Friday, February 10, 2012

THE FULL CATASTROPHE

In the novel, Zorba the Greek, Zorba is asked if he was ever married. He says, "Am I not a man, and is not a man stupid? So, I married. I had a wife, children, a house, the full catastrophe." In today's stressful world, life can be "the full catastrophe," at times. Did Zorba mean married life is a catastrophe? Or was it merely a slice of his life, a truly "full catastrophe."

To me, Zorba and his response personify a remarkable appreciation for the richness of life and its dilemmas, sorrows, tragedies and ironies. Zorba's response was to dance in the gale of the "full catastrophe," to celebrate life, to laugh with it and to laugh at himself, even in the face of personal failure and defeat.

So how can anyone cope with "the full catastrophe?" First by just being in the present moment, which is all we really have. We often spend our time reliving the past or "pre-living" the future. We remember a past that is gone forever, and worry about a future that might never happen, while the present slowly slips away. The term for just being in the present moment is mindfulness, and it takes a lot of practice. In the present moment, the full catastrophe in our past disappears, and the future catastrophe doesn't arise.

Do you sometimes see your life as "the full catastrophe?" I do… now. Like Zorba, I am a man, I married. I have a wife, children, and a house—but don't get the wrong idea, that didn't convince me. No, what made me a believer happened two years ago this month. The neurologist said simply "Jim, you have Parkinson's disease."

He went on to explain that

  • Parkinson's is a chronic and progressive movement disorder. Medical science knows neither the cause nor the cure.
  • The most common symptoms are tremors of the hand and leg, slowness of movement, muscle rigidity and in some cases, impaired balance. There can also be depression, problems with emotional control and cognition in some patients, as well as sleep disorders.
  • The neurons that normally produce the neurotransmitter dopamine, which controls unconscious motor activity, begin to malfunction and die off. As some point, your brain stops producing dopamine, which controls much of your unconscious motor function.

He probably went on explaining, but most of that didn't register… I was lost there for several moments. I later did a little of my own research and learned, oddly enough, PD does not have the same effect on conscious motor activity, and that's significant for those of us living with Parkinson's.

Another doctor I consulted two years ago said to me "Jim, the most important thing you can do with this diagnosis is to exercise an hour a day."
I said "Doctor, that's a pretty tall order for me; thirty minutes, twice week is a good week for me these days." In the nearly 2 years since that conversation, I have exercised more than I did in the previous ten. Consequently, I experience virtually no back or joint pain, can do more pushups than I ever could, I can bend and reach farther, and move better than I can remember. I go to yoga class. Did you know the Sanskrit word for pose is "-asana?" In yoga I am learning what my teacher and I call "old-guy-asana," each day you bend and stretch just a bit further than the old guy you were yesterday. All this new muscle activity is building up that inventory of conscious movement, unaffected by Parkinson's DIsease.

Often, when we are not practicing mindfulness, we are relying on unconscious movement. When we multi-task, we can only have one task at the top of mind. The rest is being handled unconsciously. Think about the last time you drove home only to arrive at your driveway having no recollection of actually driving. You were too preoccupied with other things, and your unconscious took over and took you home.
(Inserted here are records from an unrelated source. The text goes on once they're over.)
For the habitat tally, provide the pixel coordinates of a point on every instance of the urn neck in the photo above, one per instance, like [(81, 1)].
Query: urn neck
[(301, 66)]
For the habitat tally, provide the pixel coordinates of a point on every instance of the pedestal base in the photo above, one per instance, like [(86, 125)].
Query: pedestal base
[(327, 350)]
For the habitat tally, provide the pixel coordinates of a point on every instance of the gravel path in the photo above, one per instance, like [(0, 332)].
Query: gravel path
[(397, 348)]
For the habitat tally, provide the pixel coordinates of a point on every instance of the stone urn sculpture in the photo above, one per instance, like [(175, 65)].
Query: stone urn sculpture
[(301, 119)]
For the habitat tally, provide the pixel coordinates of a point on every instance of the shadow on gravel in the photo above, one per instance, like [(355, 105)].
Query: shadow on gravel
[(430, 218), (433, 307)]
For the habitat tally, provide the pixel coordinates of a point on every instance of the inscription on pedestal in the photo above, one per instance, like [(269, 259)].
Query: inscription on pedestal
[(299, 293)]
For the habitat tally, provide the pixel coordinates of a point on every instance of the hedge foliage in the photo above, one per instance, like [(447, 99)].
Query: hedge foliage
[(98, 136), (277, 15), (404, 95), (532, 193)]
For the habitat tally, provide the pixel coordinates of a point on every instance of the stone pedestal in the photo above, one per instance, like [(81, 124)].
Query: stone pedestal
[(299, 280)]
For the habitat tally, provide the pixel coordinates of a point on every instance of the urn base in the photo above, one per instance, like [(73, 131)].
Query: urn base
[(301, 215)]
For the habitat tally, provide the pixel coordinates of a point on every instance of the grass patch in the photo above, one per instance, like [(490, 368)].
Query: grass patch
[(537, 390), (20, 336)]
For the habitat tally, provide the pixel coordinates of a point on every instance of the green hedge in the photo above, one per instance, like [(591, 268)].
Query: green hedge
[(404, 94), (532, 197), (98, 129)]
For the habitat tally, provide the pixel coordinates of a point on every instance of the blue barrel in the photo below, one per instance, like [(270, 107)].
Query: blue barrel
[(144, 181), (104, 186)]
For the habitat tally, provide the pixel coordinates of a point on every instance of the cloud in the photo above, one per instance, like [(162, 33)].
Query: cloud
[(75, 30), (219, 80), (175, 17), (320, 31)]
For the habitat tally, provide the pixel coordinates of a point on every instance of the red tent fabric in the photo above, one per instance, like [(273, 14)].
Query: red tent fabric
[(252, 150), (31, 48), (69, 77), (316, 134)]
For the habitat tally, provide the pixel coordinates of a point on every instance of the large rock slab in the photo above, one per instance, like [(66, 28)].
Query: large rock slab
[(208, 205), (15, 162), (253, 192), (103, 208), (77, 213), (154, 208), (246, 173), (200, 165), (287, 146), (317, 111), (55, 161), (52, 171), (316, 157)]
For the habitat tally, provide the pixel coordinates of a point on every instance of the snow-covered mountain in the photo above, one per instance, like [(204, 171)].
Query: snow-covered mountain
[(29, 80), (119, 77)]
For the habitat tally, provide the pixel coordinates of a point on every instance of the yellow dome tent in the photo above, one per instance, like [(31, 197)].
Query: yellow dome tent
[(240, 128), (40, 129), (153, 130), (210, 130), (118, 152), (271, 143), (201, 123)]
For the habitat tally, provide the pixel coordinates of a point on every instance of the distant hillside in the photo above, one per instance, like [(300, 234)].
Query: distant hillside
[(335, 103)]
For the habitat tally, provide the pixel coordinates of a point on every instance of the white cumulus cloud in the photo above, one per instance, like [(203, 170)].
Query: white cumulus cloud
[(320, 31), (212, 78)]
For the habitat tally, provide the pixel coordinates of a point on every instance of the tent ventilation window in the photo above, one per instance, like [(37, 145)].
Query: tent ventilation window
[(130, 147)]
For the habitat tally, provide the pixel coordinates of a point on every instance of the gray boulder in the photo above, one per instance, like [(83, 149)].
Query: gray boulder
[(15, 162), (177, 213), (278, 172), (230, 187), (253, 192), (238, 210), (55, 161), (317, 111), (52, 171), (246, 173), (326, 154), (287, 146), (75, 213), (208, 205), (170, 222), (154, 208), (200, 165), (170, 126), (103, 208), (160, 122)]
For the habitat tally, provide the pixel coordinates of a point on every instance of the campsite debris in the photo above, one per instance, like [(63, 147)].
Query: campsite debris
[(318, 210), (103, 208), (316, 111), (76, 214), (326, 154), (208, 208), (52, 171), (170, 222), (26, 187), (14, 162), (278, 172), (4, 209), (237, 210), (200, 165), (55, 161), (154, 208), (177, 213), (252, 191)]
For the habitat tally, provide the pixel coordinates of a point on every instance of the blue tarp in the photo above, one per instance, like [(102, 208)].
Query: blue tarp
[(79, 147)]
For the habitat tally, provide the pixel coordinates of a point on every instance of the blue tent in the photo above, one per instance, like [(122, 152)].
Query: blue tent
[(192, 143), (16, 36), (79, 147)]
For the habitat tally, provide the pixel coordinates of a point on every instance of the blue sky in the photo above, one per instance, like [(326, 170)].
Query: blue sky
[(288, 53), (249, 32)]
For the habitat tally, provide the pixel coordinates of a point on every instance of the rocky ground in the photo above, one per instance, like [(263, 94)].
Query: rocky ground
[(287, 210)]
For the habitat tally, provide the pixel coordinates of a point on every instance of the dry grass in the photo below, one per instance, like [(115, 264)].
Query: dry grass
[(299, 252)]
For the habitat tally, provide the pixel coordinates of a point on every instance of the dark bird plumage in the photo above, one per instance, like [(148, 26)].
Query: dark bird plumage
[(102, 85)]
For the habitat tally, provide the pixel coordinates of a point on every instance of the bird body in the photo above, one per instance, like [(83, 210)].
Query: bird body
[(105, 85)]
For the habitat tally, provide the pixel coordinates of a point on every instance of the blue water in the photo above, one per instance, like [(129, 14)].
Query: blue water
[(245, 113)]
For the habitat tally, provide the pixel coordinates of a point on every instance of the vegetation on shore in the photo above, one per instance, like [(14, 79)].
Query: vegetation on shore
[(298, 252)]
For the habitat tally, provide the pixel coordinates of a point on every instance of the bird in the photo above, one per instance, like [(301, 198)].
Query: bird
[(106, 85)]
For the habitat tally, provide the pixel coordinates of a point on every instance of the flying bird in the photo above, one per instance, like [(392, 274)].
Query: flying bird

So, the second part of practicing mindfulness I have to re-learn is to do just one thing at a time, mindfully.

It turns out mindfulness is a highly effective way to treat stress, some intractable pain, Parkinson's and other chronic illness. Dr. Jon Kabat-Zinn started work in this area with his pioneering Stress Reduction and Relaxation Program at the UMass Medical School more than twenty-five years ago. There he and his colleagues have taught thousands of people with chronic illnesses, intractable pain and more to live more consciously and mindfully, helping them deal with their own version of the full catastrophe with their eight week program.

A few weeks ago, I started Dr. Kabat-Zinn's program myself, and I feel the difference. Over the years, I have read a shelf full of books on mindfulness meditation, and off and on tried it. But, until now, I never had the motivation to stay with it. But that's changing, just like my attitude toward fitness. I am trying, in Dr. Kabat-Zinn's words, to become "an island of being in a sea of doing"

It's all a part of the "full catastrophe" that my life has become, and I wouldn't trade these moments for anything. You see, to me the "full catastrophe" captures something positive about being a human. We have a way of taking what is most difficult in life and finding within it the room to grow in strength and in practical wisdom.